В Петербурге Яков Шик начал отнюдь не с собственной мастерской, а с завоза через Москву в Петербург кустарного ширпотреба со всей страны (колечки, подстаканники, цепочки, брелочки и пр.), ставя на этих изделиях своё клеймо.
Ювелирное клеймо Якова Шика на золотом кольце.
В доме на Садовой Шик открыл своего рода демонстрационный зал при складе, стремясь, кроме розницы, наладить и оптовую торговлю. Понятно, что соседство с недорогим ассортиментом для массового невзыскательного клиента оказывалось невыгодным для Бейлина с его изысканной клиентурой. Но оказалось выгодным для Шика, так его товар, как сказали бы ныне, презентовался на фоне премиум-класса.
Серебряный подстаканник с клеймом Шика
Такая модель бизнеса была абсолютно противоположна ремесленнику Бейлину и сильно раздражала его.
Но Яков Шик оказался по-московски напорист, и владелица дома просит управляющего оформить разрешение на вывеску под окнами шиковского демонстрационного зала.
СПБ. 14 Февраля
Многоуважаемый Владимир Герасимович,
Если Вам позволяет здоровье, то разрешите Г-ну Шику вывеску по линии квартиры его, конечно с условием письменным, по которому мы имеем право снять её во всякое время. Взяв и с Немечинского* письменное согласие также. Если же Вы еще не поправились, то уведомите меня через дворника сегодня же, так как Г-н Шик торопится.
А. Коровина
Анна Гавриловна Коровина, уже бабушка, очевидно, хочет не упустить обоих жирных зайцев, ибо оба платежеспособны. Хотя Коровины - крупнейшие торговцы мануфактурой в соседнем Апраксином дворе, но денежки, поступающие от доходного дома, не лишние. Любимый сынок и наследник Коровиных Саша привык ни в чём себе не отказывать. Приведём письмо младшего Коровина из заграниц, где он ведёт жизнь достойную питерской «золотой молодёжи», вяло интересуясь делами семейного бизнеса.

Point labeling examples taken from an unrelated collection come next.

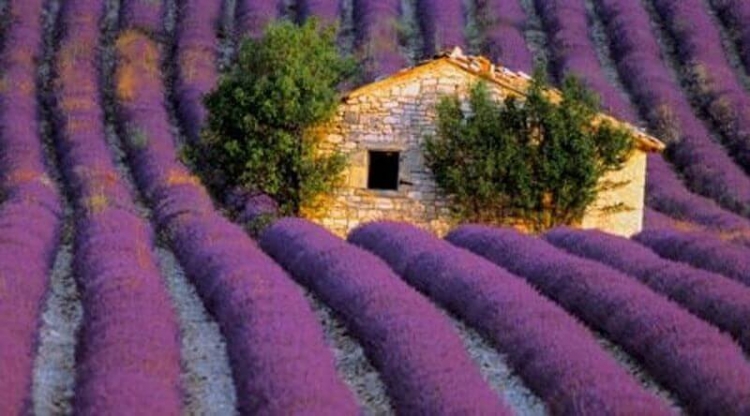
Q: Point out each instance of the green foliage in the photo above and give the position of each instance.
(259, 134)
(529, 160)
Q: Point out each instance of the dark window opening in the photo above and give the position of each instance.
(383, 170)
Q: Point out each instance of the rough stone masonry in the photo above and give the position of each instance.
(396, 113)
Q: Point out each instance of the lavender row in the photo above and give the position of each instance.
(128, 358)
(327, 11)
(666, 193)
(279, 358)
(722, 95)
(735, 14)
(197, 53)
(254, 15)
(504, 40)
(704, 368)
(700, 249)
(573, 377)
(706, 167)
(30, 207)
(442, 23)
(376, 27)
(568, 30)
(573, 51)
(715, 298)
(420, 356)
(145, 15)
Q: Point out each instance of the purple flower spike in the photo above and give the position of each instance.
(30, 206)
(715, 298)
(700, 249)
(555, 355)
(280, 361)
(421, 357)
(704, 368)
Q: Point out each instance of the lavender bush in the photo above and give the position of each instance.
(700, 249)
(722, 95)
(30, 206)
(667, 194)
(735, 14)
(573, 377)
(715, 298)
(574, 52)
(706, 167)
(503, 23)
(279, 359)
(253, 16)
(377, 36)
(442, 23)
(197, 53)
(128, 358)
(327, 11)
(420, 356)
(703, 367)
(146, 15)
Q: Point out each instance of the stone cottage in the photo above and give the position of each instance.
(381, 127)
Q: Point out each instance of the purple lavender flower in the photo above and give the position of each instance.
(422, 360)
(700, 249)
(30, 206)
(705, 369)
(715, 298)
(556, 355)
(280, 361)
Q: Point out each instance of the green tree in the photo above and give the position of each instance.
(533, 159)
(259, 133)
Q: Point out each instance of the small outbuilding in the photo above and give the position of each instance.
(381, 127)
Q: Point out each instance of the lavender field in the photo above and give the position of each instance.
(125, 289)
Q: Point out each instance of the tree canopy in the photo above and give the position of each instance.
(259, 129)
(524, 159)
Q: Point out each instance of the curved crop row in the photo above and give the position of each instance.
(722, 95)
(129, 350)
(196, 43)
(253, 16)
(145, 15)
(442, 23)
(568, 30)
(327, 11)
(707, 168)
(503, 38)
(420, 356)
(703, 367)
(575, 377)
(715, 298)
(665, 193)
(376, 26)
(30, 206)
(279, 358)
(573, 51)
(735, 14)
(700, 249)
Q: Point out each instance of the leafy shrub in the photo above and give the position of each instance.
(260, 116)
(535, 160)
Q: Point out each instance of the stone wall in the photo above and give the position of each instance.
(396, 115)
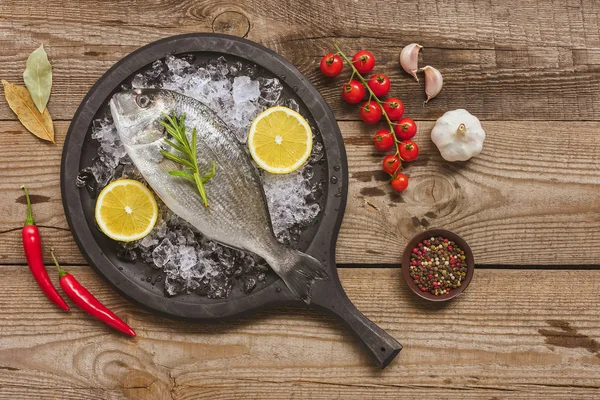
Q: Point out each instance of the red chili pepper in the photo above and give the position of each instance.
(87, 302)
(33, 252)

Письмо младшего Александра Коровина из Италии. 1899 г.
Дорогой Володя!
Теперь обретаюсь во Флоренции. Думаю ещё дня два прожить, а потом двину на Рим, а дальше в Неаполь. Понимаешь, жарища такая, что страх. Растительность какая! Я так обжираюсь фруктами и вином (красным, и Катя тоже). Приеду не раньше, как недели через две. Если тебя будут спрашивать, когда я приеду, то говори, что не знаю. Напиши одно письмо только на Париж, впрочем, можешь и больше, только подгони так, чтобы письма пришли не позже, как до 1го Сентября нов.(ого) ст.(иля). Адрес: Париж, Grand-Hotel, B-d des Capucines. Думаю, что постройка идёт своим чередом, всё-таки напиши, как и что. Стоимость вообще всего равняется, что у нас 1 руб., то тут 1 fr. У меня так глаза и разбегаются, хочется все купить. Поклон всем.
Твой А. Коровин
Флоренция 22.8.99
Гранд Отель в Париже. Открытка
Упоминаемая в письме стройка - устройство парадного входа и лестницы в ресторан «Люкс» на первом этаже дома, а упоминаемый в записке владелицы А.Ф. Неменчинский - знаменитый предприниматель-ресторатор. Дом Коровиных расположен прямо напротив Гостиного двора. И заведение общественного питания изначально обслуживало торговавших там лавочников. Неменчинский сначала создал ресторан «Коммерческий» с качественной кухней и недорогими ценами, куда стали захаживать и офицеры, и покупатели-дворяне из Гостинки, а потом преобразил его в шикарный «Метрополь», где уже и Распутин любил поскандалить, и культурно посиживала петербургская богема Серебряного века.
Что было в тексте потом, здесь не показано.